How do you propose to explain "balanced government" to the great unwashed?

Perhaps it could be said that the services that some are dependant on would not disappear, but the change would be in who signs the checks.

The Monarchist said...

That's the simplest proposition: you'll pay the majority of your taxes to the local government and they'll be better equipped (because of proximity) to deliver services for less cost, contrasted with how things are today, wherein you pay a majority of your taxes to the federal.

Of course, in my example, once the taxpaying citizens of Cook County see that they're supporting the least productive amongst them, that's when the fun begins.

-AH

Daniel Webster said...

Mom, yes, God's. :)

Hargis, some months back I put together a post entitled "Explaining Balanced Government," or something to that effect. At this moment it is still in the draft phase. The reason being not that I have much trouble explaining the idea to my own satisfaction, or to Messrs. Hamilton or Adams, but that until we can successfully explain it to others informally -that is, in general conversations like this one - then there's probably little or no point to a formal explanation of the concept put in terms, ummm, more specified...one might even say "more simplified." This here conversation, among others past and future, is a great vehicle for hashing it all out; for reducing it to universally understandable terms.

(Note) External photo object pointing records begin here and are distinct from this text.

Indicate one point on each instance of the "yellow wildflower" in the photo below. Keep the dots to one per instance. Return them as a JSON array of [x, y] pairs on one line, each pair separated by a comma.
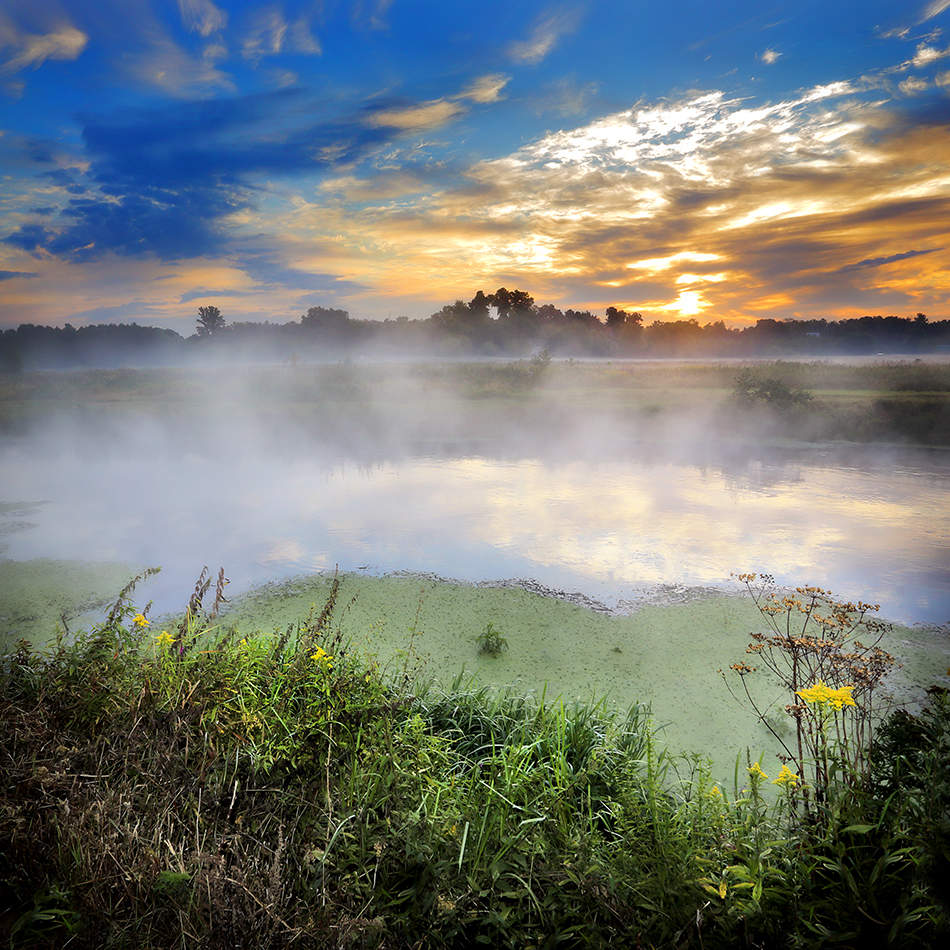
[[786, 778], [822, 695]]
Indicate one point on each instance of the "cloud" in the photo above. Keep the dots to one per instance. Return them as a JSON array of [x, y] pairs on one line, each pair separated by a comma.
[[164, 65], [174, 182], [566, 96], [485, 89], [266, 35], [202, 292], [371, 13], [271, 34], [544, 36], [913, 85], [416, 117], [934, 8], [34, 49], [202, 17], [881, 261], [928, 54], [704, 203]]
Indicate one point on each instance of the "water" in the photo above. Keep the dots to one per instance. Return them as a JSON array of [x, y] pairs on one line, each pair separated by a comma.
[[867, 525]]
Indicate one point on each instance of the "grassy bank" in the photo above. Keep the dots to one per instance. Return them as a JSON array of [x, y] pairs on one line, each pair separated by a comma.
[[190, 784]]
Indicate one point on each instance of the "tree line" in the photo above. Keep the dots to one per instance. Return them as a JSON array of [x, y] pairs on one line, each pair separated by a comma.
[[506, 323]]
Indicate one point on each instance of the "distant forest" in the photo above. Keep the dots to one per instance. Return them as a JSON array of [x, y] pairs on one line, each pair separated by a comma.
[[506, 324]]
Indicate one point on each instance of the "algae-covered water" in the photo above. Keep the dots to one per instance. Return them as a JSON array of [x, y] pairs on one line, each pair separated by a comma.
[[666, 655], [651, 530]]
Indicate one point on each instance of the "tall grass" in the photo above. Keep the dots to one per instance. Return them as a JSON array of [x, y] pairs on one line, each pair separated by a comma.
[[194, 786]]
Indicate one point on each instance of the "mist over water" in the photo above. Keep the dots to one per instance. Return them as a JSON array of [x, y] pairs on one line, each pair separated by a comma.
[[575, 506]]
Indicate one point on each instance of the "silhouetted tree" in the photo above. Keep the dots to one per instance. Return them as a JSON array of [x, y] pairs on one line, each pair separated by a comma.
[[325, 318], [507, 302], [209, 321], [620, 318]]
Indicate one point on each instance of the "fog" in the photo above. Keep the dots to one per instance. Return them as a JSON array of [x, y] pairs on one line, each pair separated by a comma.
[[273, 473]]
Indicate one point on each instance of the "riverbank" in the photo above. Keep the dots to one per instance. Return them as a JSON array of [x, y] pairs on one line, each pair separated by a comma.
[[665, 650], [196, 783]]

There are two main points I wish to make here: 1. that this has already been thought of and discussed among the contributers (the need for an explanation of a more formal nature), and 2. that your suggestion is duly noted and certainly will be considered as part of an explanation for "balanced government" -American Federalist style. That these services will always remain available to those who mistake dependency for liberty...at the more local levels of government...is indeed part of the strategy. The goal of course being that these services become more and more limited in scope (and size), as with the vehicle for providing them - government - thru' natural processes...if you catch my drift.

Anonymous said...

http://www.snopes.com/politics/quotes/tyler.asp

False words are not only evil in themselves, but they infect the soul with evil.

~ Plato, Dialogues

The Monarchist said...

Dear Anonymous,

Thanks for your courageous post.

In case you missed it, I made a point of stating in the post that I didn't go back and check any of the facts included therein. Merely shared an e-mail in its entirety and the line of thinking it inspired.

But I did read your link, and acknowledge that some of the statements in that e-mail have been proven false - some of them. I do appreciate your concern for my soul.

-AH

"You are young, my son, and, as the years go by, time will change and even reverse many of your present opinions. Refrain therefore awhile from setting yourself up as a judge of the highest matters."